On a street in a typical American suburb, every house has a driveway and a two-car garage. A new suburb planned outside Hamburg, Germany, takes a different approach: It’s still possible to drive home, but you won’t be able to park in front of your house. And most people will probably choose not to drive at all.
“It’s not a car-free neighborhood, but it’s a parking-free street,” says Darius Reznek, managing partner at Karres en Brands, a Dutch design firm that is working with Danish firm Adept on the project. “So there will be no cars parked on the street. Basically, we said that we don’t want cars to define the way streets look. We want to give respect to pedestrians and to public space, and not have it kind of cluttered with parking.”

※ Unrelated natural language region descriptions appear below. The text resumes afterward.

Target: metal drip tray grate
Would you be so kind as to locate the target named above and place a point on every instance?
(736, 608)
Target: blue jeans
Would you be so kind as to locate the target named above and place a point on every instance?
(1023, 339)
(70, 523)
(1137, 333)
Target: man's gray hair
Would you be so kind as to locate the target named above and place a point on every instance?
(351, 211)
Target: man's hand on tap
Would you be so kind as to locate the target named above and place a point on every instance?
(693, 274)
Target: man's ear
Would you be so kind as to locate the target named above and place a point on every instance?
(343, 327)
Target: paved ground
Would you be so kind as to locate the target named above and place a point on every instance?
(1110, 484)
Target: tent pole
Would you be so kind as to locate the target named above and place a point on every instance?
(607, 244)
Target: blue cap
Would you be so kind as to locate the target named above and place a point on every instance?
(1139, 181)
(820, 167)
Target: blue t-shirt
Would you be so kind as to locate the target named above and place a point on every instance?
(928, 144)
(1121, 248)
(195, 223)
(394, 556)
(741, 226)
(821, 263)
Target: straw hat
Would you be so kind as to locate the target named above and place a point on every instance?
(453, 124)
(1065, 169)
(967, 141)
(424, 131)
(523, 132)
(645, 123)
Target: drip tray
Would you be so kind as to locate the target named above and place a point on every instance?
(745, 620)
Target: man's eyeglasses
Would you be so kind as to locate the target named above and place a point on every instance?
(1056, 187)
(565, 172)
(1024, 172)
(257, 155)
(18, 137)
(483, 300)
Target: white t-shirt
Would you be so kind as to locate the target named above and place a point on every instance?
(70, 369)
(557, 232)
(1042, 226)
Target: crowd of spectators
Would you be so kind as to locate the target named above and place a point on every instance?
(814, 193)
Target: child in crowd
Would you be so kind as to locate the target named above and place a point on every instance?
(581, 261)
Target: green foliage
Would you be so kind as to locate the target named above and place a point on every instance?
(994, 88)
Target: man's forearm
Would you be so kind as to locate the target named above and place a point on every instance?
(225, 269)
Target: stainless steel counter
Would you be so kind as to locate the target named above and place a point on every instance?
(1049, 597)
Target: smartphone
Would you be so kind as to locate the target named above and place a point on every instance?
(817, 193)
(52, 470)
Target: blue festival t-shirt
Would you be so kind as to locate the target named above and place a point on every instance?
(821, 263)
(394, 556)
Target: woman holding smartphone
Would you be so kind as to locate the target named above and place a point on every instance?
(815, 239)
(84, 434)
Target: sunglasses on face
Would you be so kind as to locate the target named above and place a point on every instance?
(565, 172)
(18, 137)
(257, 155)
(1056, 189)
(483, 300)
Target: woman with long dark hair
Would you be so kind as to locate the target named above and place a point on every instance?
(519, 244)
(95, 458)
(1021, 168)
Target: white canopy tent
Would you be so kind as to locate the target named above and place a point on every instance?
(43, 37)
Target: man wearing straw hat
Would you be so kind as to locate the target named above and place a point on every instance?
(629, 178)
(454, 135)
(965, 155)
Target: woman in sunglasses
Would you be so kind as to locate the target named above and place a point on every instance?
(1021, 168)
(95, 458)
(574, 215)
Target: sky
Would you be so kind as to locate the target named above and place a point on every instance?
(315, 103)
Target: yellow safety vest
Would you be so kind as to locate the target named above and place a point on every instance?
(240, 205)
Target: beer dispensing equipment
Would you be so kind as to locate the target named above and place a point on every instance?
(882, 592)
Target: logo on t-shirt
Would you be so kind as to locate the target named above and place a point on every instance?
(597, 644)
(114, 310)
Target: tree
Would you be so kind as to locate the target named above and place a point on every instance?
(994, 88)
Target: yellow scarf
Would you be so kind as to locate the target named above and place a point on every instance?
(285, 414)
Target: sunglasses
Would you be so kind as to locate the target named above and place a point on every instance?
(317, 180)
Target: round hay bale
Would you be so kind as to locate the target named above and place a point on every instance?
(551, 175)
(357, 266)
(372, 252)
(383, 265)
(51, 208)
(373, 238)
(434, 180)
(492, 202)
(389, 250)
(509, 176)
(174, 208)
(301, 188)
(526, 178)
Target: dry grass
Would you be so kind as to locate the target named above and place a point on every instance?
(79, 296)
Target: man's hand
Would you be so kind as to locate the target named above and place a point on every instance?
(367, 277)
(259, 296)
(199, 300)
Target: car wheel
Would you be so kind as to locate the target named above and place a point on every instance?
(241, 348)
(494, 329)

The new neighborhood, which will build 7,000 homes and 5,000 office spaces on what is currently farmland, is next to a train station that takes commuters to the center of Hamburg in less than 15 minutes. Older developments nearby, built in the 1970s, are only housing. But the new neighborhood will have schools, stores, and offices that residents can walk or bike to within minutes. A green, parklike loop leads around the neighborhood. “The streets become much more recreative, and used as kind of shared living rooms [rather] than just for placing cars,” says Martin Laursen, founding partner at Adept.The development is expected to break ground in 2025, and while the first homes will be built not long after that, the whole project may not be completed before 2040. By that point, everyone living in the neighborhood might be driving an electric car. But the urban plan is about more than reducing greenhouse gas emissions; it shows how the public space on streets can be used differently. Cars are “not necessarily a bad thing,” says Reznek. “They just have determined, a little bit too much, the way our neighborhoods look in the past decades, and we wanted to change that.”